How to convert jpeg into doc or pdf?
Thread poster: Renata Forgacs

Renata Forgacs  Identity Verified
United Kingdom
Local time: 02:23
English to Hungarian
+ ...
Feb 22, 2010

Dear Colleagues,

I’d like to ask for your help with the following, please.

Is there a way to convert jpeg images into doc or pdf or any other format that Studio can handle? I have 18 pages of really interesting text to translate but unfortunately my client only has the hard copies.

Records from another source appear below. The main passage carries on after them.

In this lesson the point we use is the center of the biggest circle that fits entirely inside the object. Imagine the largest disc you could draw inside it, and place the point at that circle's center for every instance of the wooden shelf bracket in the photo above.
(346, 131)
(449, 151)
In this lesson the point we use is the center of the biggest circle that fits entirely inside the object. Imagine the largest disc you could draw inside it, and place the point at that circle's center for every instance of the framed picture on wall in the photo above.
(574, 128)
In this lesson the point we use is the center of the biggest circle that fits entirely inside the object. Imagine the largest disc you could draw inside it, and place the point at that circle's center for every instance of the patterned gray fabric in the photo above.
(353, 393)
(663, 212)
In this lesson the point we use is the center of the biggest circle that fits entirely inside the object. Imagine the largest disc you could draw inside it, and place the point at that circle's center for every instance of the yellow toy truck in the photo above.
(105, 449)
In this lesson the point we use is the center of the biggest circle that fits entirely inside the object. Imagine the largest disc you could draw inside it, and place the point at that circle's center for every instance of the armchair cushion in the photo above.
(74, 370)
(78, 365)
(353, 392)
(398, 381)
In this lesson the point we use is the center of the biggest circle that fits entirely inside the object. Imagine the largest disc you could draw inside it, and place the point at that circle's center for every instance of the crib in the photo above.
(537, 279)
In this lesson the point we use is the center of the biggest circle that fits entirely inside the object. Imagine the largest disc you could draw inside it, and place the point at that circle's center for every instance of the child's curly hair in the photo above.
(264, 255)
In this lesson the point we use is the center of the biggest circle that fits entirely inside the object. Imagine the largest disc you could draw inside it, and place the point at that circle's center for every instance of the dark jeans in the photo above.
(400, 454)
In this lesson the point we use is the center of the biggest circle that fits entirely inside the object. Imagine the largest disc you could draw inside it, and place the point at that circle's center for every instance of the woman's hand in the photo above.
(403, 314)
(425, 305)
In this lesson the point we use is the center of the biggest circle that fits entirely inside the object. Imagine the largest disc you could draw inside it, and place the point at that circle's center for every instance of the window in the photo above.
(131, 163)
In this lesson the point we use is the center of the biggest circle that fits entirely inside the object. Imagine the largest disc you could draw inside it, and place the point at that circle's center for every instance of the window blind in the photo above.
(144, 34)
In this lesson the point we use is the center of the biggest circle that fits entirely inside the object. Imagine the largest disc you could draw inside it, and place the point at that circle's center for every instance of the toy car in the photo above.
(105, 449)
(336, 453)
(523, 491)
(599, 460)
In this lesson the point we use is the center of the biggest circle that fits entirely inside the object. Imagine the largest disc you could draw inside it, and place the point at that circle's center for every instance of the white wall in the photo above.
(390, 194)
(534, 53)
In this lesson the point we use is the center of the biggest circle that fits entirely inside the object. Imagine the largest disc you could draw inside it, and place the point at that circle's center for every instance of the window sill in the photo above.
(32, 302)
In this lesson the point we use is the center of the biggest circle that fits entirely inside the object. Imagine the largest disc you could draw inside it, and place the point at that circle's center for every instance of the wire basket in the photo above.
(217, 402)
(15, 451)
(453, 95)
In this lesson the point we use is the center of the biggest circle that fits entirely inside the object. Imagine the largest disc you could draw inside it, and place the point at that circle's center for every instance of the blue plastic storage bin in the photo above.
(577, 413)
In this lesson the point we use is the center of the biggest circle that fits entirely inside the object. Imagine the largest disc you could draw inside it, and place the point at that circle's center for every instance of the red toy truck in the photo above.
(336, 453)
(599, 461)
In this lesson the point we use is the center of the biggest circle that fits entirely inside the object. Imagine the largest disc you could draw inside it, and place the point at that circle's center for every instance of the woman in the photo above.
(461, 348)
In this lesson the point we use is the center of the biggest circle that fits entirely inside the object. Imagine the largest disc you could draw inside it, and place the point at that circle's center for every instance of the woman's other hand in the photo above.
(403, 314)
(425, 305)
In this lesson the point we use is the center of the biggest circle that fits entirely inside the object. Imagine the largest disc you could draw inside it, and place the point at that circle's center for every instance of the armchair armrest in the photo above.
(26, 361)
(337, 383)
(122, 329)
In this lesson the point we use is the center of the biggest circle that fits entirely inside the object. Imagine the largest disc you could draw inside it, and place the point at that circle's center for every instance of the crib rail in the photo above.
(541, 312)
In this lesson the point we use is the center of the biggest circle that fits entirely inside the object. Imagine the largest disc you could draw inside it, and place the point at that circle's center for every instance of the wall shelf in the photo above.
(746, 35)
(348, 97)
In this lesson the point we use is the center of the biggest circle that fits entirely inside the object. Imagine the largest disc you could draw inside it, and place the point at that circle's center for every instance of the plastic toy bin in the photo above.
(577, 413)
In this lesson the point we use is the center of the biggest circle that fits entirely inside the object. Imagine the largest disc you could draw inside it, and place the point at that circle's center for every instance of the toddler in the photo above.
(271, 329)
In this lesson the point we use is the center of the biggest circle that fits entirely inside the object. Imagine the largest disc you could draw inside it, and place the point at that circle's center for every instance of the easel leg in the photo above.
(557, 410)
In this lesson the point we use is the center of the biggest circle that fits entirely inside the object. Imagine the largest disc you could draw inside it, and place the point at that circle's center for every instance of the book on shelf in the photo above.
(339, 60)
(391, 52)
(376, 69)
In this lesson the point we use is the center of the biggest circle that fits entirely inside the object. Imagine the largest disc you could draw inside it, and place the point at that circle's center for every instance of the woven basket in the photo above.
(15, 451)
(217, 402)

He scanned the pages for me and sent them via email so now they are jpeg but that doesn’t really help me as I still can’t get to them with Studio. Which is a shame as they are reasonably repetitive with lots of formatting so Studio could do a nice job with them.

I downloaded the free version of Kleptomania but when I choose 'Select from Scanned/Faxed Image' I get a message that 'Sorry, this is not a true OCR. You need to use the Real OCR like Omni Page.' I haven't found any free true OCRs so it seems like I'm stuck here.

Perhaps Zamzar could convert it but my text is highly confidential so uploading it is not an option...

Has anyone got any ideas as to what could I do? All your advice is very much appreciated...

Many thanks,

Renata


Direct link Reply with quote
 

Miro Pollak  Identity Verified
Slovakia
Local time: 03:23
English to Slovak
+ ...
Well, Renata, Feb 22, 2010

if you can't upload it, I think your only option is to get the "real OCR". You can either get it online or use someone else's computer that has the required software installed.

Not much of a help, I know.

Miro


Direct link Reply with quote
 

umcuz  Identity Verified
Russian Federation
Local time: 06:23
English to Russian
Maybe, this would help? Feb 22, 2010

This is a try&buy version of a real OCR, enough for 50 pages, called ABBYY FineReader 10 Professional Edition: http://finereader.abbyy.com/trial/

Best regards


Direct link Reply with quote
 

Erik Freitag  Identity Verified
Germany
Local time: 03:23
Member (2006)
Dutch to German
+ ...
FineReader Feb 22, 2010

I suggest you buy Abby Finereader. It is widely recognized as one of the best OCR software packages, and it's quite cheap (only 89£).

Direct link Reply with quote
 

Renata Forgacs  Identity Verified
United Kingdom
Local time: 02:23
English to Hungarian
+ ...
TOPIC STARTER
Thanks a lot! Feb 22, 2010

efreitag wrote:

I suggest you buy Abby Finereader.



Thank you so much to all of you for your advice. I will download the Abby Finereader and am considering buying it if it does the job...


Direct link Reply with quote
 

DZiW
Ukraine
English to Russian
+ ...
MS OFFiCE Feb 22, 2010

As far as I remember MS OFFiCE did provide some OCR tools, but it wasn't always installed by default. Once I had to convert all tagged images to TIFF (or something) before it could read it. It's not so versatile as 3rd-parties and there were some misreads even for 400 dpi pics in the final document, but I could easily identify them by MS word itself)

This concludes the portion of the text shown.